A transaction symbolizes a unit of work performed within a database management system (or similar system) against a database, and treated in a coherent and reliable way independent of other transactions. A transaction generally represents any change in database. Transactions in a database environment have two main purposes:

  • To provide reliable units of work that allow correct recovery from failures and keep a database consistent even in cases of system failure, when execution stops (completely or partially) and many operations upon a database remain uncompleted, with unclear status.

  • To provide isolation between programs accessing a database concurrently. If this isolation is not provided, the program's outcome are possibly erroneous.

NoSQL databases

  • Key-value store
  • Document based
  • Column family

GraphDBs

Some graph vendors:

GraphDBs are an up and coming technology...Some prominent GraphDBs:

  • Neo4j (Neo Technology)

  • Titan (Aurelius)

  • OrientDB (Orient Technologies)

  • ArangoDB

GraphDBs leverage the property graph model. A property graph has the following characteristics (RWE, 3):

  • It contains nodes and relationships.
  • Nodes contain properties (key-value pairs)
  • Relationships are named and directed, and always have a start and an end node.
  • Relationships can also contain properties.

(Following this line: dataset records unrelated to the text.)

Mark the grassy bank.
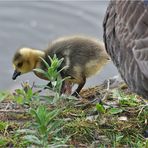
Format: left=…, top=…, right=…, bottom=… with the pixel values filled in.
left=0, top=55, right=148, bottom=148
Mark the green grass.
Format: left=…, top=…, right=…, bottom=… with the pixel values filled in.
left=0, top=56, right=148, bottom=148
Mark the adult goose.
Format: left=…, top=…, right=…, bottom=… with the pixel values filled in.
left=103, top=0, right=148, bottom=98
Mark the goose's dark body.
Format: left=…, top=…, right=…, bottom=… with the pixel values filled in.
left=103, top=0, right=148, bottom=98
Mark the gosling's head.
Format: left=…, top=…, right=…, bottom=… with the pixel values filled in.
left=12, top=48, right=43, bottom=80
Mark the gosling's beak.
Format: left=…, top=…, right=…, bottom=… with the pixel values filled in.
left=12, top=70, right=21, bottom=80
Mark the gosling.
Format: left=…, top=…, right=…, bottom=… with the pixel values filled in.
left=12, top=36, right=110, bottom=97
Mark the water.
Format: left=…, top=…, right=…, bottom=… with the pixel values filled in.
left=0, top=0, right=117, bottom=90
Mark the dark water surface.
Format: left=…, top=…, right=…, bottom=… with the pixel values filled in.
left=0, top=0, right=117, bottom=90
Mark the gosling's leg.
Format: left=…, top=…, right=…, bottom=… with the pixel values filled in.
left=72, top=77, right=86, bottom=97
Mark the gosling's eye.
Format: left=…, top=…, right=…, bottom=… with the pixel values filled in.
left=17, top=62, right=23, bottom=67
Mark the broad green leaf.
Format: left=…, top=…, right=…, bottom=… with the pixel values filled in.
left=108, top=108, right=123, bottom=115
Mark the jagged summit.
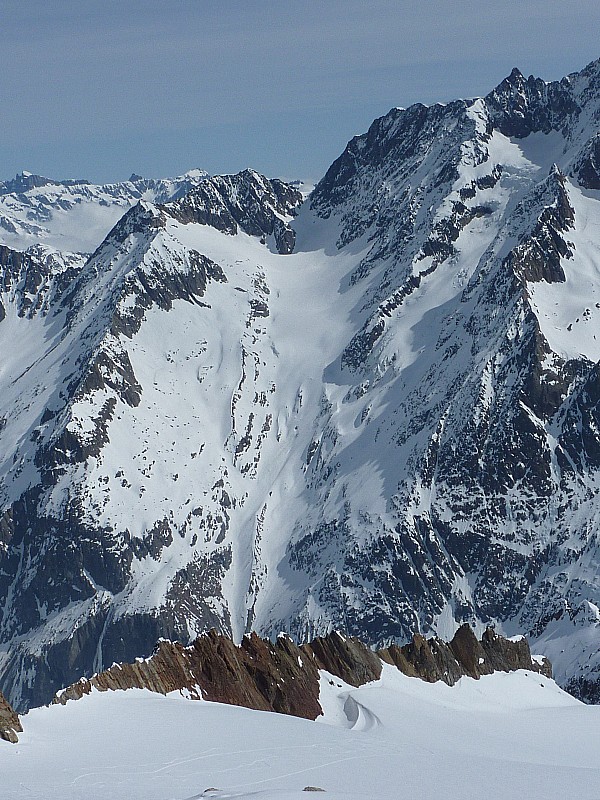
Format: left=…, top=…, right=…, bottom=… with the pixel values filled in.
left=0, top=65, right=600, bottom=709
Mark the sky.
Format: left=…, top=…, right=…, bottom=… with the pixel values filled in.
left=0, top=0, right=600, bottom=183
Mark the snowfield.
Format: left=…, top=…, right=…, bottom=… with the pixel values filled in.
left=0, top=665, right=600, bottom=800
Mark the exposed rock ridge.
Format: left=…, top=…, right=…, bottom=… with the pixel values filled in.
left=53, top=624, right=552, bottom=719
left=163, top=169, right=303, bottom=255
left=0, top=692, right=23, bottom=744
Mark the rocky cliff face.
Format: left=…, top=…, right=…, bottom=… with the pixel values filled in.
left=53, top=625, right=551, bottom=719
left=0, top=692, right=23, bottom=744
left=0, top=63, right=600, bottom=710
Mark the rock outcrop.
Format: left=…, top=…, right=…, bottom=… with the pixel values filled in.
left=0, top=692, right=23, bottom=744
left=53, top=625, right=552, bottom=719
left=378, top=624, right=552, bottom=686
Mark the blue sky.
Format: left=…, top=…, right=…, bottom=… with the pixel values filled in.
left=0, top=0, right=600, bottom=182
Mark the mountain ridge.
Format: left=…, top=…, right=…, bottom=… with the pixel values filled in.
left=0, top=62, right=600, bottom=709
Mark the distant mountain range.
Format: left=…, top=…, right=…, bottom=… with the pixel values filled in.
left=0, top=61, right=600, bottom=711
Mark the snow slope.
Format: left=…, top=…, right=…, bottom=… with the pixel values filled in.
left=0, top=665, right=600, bottom=800
left=0, top=62, right=600, bottom=709
left=0, top=170, right=207, bottom=253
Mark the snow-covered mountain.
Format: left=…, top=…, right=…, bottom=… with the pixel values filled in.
left=0, top=62, right=600, bottom=709
left=0, top=665, right=600, bottom=800
left=0, top=169, right=207, bottom=255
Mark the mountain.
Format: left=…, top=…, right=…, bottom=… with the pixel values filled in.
left=0, top=62, right=600, bottom=710
left=54, top=624, right=552, bottom=712
left=0, top=170, right=207, bottom=255
left=0, top=664, right=600, bottom=800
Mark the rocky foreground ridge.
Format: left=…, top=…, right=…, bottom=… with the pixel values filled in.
left=0, top=61, right=600, bottom=713
left=53, top=624, right=552, bottom=719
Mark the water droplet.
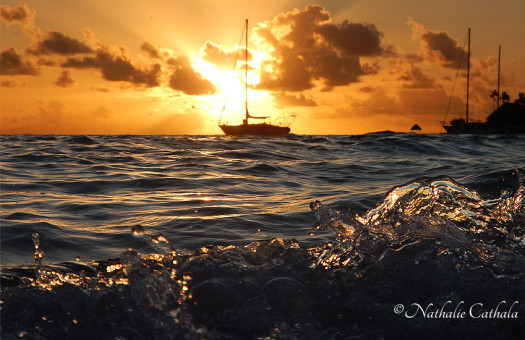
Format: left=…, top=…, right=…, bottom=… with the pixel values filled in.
left=272, top=259, right=284, bottom=266
left=16, top=331, right=27, bottom=339
left=32, top=233, right=40, bottom=249
left=131, top=224, right=144, bottom=236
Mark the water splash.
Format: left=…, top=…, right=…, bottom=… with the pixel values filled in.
left=310, top=170, right=525, bottom=268
left=31, top=233, right=44, bottom=280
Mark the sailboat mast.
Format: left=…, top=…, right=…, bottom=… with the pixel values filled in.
left=496, top=45, right=501, bottom=109
left=467, top=28, right=470, bottom=124
left=244, top=19, right=250, bottom=123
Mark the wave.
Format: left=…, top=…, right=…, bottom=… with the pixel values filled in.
left=1, top=169, right=525, bottom=339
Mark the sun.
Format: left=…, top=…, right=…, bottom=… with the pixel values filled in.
left=192, top=55, right=273, bottom=123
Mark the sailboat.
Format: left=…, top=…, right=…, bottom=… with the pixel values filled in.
left=443, top=28, right=525, bottom=134
left=219, top=19, right=290, bottom=136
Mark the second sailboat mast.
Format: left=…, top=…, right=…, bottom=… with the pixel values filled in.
left=244, top=19, right=250, bottom=123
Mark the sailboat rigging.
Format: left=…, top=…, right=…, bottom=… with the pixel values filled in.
left=443, top=28, right=525, bottom=134
left=219, top=19, right=290, bottom=136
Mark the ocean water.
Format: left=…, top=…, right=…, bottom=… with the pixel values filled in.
left=0, top=132, right=525, bottom=339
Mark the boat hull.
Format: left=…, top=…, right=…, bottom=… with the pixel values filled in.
left=219, top=123, right=290, bottom=137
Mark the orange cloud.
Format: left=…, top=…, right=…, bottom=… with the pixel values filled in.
left=169, top=56, right=216, bottom=95
left=0, top=48, right=40, bottom=76
left=54, top=71, right=75, bottom=87
left=252, top=5, right=392, bottom=92
left=27, top=31, right=93, bottom=55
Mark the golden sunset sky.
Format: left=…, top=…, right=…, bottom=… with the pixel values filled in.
left=0, top=0, right=525, bottom=135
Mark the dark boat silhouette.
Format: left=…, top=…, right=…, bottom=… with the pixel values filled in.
left=443, top=28, right=525, bottom=134
left=219, top=19, right=290, bottom=136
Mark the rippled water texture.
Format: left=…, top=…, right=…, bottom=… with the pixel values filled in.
left=0, top=134, right=525, bottom=266
left=0, top=133, right=525, bottom=339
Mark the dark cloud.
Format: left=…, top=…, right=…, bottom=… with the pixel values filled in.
left=421, top=30, right=467, bottom=68
left=27, top=31, right=93, bottom=55
left=256, top=5, right=386, bottom=91
left=54, top=71, right=75, bottom=87
left=60, top=57, right=100, bottom=69
left=273, top=92, right=317, bottom=106
left=61, top=49, right=162, bottom=87
left=0, top=48, right=40, bottom=76
left=398, top=65, right=436, bottom=89
left=0, top=2, right=35, bottom=26
left=140, top=42, right=161, bottom=59
left=169, top=56, right=216, bottom=96
left=317, top=20, right=384, bottom=56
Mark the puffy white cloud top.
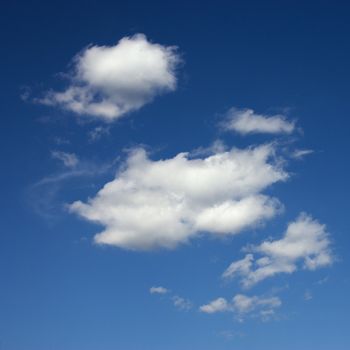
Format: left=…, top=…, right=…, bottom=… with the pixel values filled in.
left=222, top=108, right=295, bottom=135
left=199, top=294, right=282, bottom=320
left=39, top=34, right=179, bottom=122
left=70, top=145, right=288, bottom=250
left=223, top=213, right=334, bottom=287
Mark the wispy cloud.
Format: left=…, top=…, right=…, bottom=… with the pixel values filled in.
left=51, top=151, right=79, bottom=168
left=199, top=294, right=282, bottom=321
left=222, top=213, right=334, bottom=288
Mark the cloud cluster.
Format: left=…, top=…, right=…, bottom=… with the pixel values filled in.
left=39, top=34, right=179, bottom=122
left=222, top=213, right=334, bottom=288
left=70, top=145, right=288, bottom=250
left=199, top=294, right=282, bottom=320
left=222, top=108, right=295, bottom=135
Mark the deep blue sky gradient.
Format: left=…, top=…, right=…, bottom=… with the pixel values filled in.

GraphDB can be used fairly loosely, however we distinguish between a native and non-native storage techniques...

  • In a database with native graph storage, nodes physically point to one another.

What are the advantages of GraphDBs...?

  • Relational databases are actually really bad with relationships (so are many NoSQLs)

  • In the end, the relational database is unaware of the connections in the data, and application code is responsible for creating a network out of tabular results

  • Graphs store connected data as, surprise surprise, connected data!

  • Optimized for traversals!!!

    • Traversals in SQL (joins) are quite costly
  • Flexible

  • Semantically rich

The big data revolution

There are many more technologies being developed for managing large data sets including graphs...

Hadoop, Spark, Cassandra...

Over the next few classes, we will become familiar with the most common tools and techniques for working with large quantities of graph data...see you soon!